Program wynagradzania whistleblowerów w USA nabiera coraz większego rozpędu, aczkolwiek coraz bardziej kwoty wypłacane sygnalistom zaczynają przyćmiewać przestępstwa przez nich ujawnione. O ile sama idea wynagradzania whistleblowerów zawsze wydawała mi się bardzo dobrym pomysłem, to czytając coraz to nowe medialne doniesienia w tym temacie, zaczynam się zastanawiać, czy nie warto wprowadzić jakiejś maksymalnej granicy nagrody, czy też w inny sposób nieco ukrócić bajońskie sumy wypłacane także tym osobom, które bezpośrednio brały udział w przestępstwie.

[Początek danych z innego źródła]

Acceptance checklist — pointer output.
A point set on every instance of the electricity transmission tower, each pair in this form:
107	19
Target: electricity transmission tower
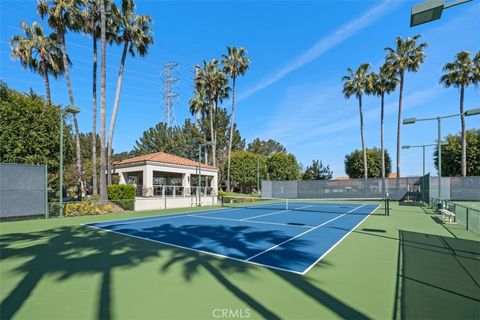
169	94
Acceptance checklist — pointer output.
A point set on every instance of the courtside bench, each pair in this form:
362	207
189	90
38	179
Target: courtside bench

Oczywiście, wynagradzanie whistleblowerów jest poniekąd odpowiednikiem instytucji świadka koronnego, ale warto zauważyć, że znaczne złagodzenie czy całkowite darowanie kary to zupełnie coś innego niż wypłacanie niebagatelnego wynagrodzenia za fakt ujawnienia przestępstwa. Zupełnie inaczej bowiem należałoby traktować osoby zgłaszające nadużycie, w którym nie brały udziału oraz te, które nagle zawróciły na właściwą drogę (czy rzeczywiście?) i postanowiły – skuszone perspektywą sporej sumki – na ujawnienie wszystkiego.

Czytaj dalej »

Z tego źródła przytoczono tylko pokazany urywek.